In Europe, Italian scholar Giambattista della Porta was the author of a seminal work on cryptanalysis, De Furtivis Literarum Notis.
Successful cryptanalysis has undoubtedly influenced history; the ability to read the presumed-secret thoughts and plans of others can be a decisive advantage. For example, in England in 1587, Mary, Queen of Scots was tried and executed for treason as a result of her involvement in three plots to assassinate Elizabeth I of England. The plans came to light after her coded correspondence with fellow conspirators was deciphered by Thomas Phelippes.

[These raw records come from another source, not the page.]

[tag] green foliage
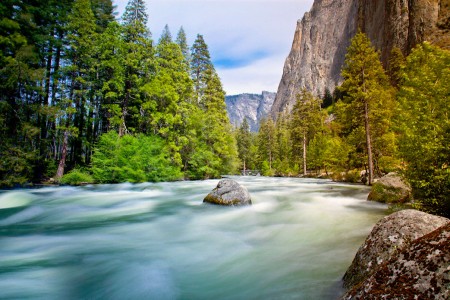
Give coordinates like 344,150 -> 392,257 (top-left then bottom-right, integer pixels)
336,32 -> 395,184
92,131 -> 183,183
397,43 -> 450,217
60,169 -> 94,185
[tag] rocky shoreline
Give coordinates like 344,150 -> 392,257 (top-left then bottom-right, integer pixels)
341,209 -> 450,299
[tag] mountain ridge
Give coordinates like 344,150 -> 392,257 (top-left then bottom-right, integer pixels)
271,0 -> 450,117
225,91 -> 276,132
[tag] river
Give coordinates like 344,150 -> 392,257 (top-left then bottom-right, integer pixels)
0,177 -> 386,300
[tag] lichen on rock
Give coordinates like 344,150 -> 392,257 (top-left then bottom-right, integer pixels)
342,222 -> 450,300
203,179 -> 252,206
343,209 -> 450,289
367,173 -> 412,203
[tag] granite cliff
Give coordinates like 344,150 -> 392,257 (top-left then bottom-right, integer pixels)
272,0 -> 450,116
225,91 -> 276,132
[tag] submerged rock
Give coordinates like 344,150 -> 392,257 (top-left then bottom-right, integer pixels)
203,179 -> 252,206
367,173 -> 411,203
343,223 -> 450,299
343,209 -> 450,289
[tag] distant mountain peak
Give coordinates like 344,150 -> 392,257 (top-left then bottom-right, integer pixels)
225,91 -> 276,132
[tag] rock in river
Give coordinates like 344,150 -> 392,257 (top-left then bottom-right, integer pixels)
203,178 -> 252,206
367,173 -> 411,203
343,223 -> 450,300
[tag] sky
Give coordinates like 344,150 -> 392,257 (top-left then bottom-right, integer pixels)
113,0 -> 313,95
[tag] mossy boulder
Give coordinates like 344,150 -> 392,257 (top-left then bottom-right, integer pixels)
343,209 -> 450,292
343,222 -> 450,299
367,173 -> 412,203
203,179 -> 252,206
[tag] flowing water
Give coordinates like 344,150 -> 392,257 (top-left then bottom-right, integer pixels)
0,177 -> 386,299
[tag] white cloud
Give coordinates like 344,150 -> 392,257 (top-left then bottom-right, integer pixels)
115,0 -> 313,94
217,56 -> 285,95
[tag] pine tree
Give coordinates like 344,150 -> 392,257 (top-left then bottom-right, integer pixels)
340,32 -> 390,185
236,118 -> 252,175
396,43 -> 450,217
257,118 -> 277,175
119,0 -> 153,136
290,90 -> 322,175
140,35 -> 192,165
388,47 -> 406,88
176,26 -> 191,65
55,0 -> 97,181
158,24 -> 172,45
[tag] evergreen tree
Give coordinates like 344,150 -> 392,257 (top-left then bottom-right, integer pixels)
321,88 -> 334,108
236,118 -> 252,175
158,24 -> 172,45
55,0 -> 97,180
290,90 -> 322,175
176,26 -> 191,65
340,32 -> 390,185
191,34 -> 212,105
257,118 -> 277,175
119,0 -> 153,136
140,34 -> 192,165
397,43 -> 450,217
388,47 -> 406,88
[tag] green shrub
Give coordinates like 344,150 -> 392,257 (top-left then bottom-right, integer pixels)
92,131 -> 183,183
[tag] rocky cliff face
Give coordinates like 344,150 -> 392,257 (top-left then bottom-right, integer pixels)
225,91 -> 276,132
272,0 -> 450,116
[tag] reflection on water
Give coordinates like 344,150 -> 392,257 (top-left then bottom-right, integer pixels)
0,177 -> 385,299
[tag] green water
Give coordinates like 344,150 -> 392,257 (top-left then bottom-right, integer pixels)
0,177 -> 386,299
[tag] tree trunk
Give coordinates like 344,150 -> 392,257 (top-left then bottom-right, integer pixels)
55,129 -> 69,181
364,101 -> 373,185
303,133 -> 306,176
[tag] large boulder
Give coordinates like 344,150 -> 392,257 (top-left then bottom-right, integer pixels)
203,178 -> 252,206
367,173 -> 411,203
343,209 -> 450,289
343,223 -> 450,300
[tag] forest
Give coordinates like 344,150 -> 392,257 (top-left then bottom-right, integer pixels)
236,33 -> 450,217
0,0 -> 450,216
0,0 -> 237,186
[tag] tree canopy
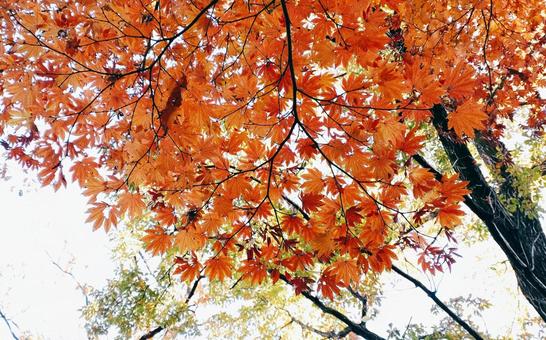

In Europe during the 15th and 16th centuries, the idea of a polyalphabetic substitution cipher was developed, among others by the French diplomat Blaise de Vigenère. For some three centuries, the Vigenère cipher, which uses a repeating key to select different encryption alphabets in rotation, was considered to be completely secure. Nevertheless, Charles Babbage and later, independently, Friedrich Kasiski succeeded in breaking this cipher. During World War I, inventors in several countries developed rotor cipher machines such as Arthur Scherbius' Enigma, in an attempt to minimise the repetition that had been exploited to break the Vigenère system.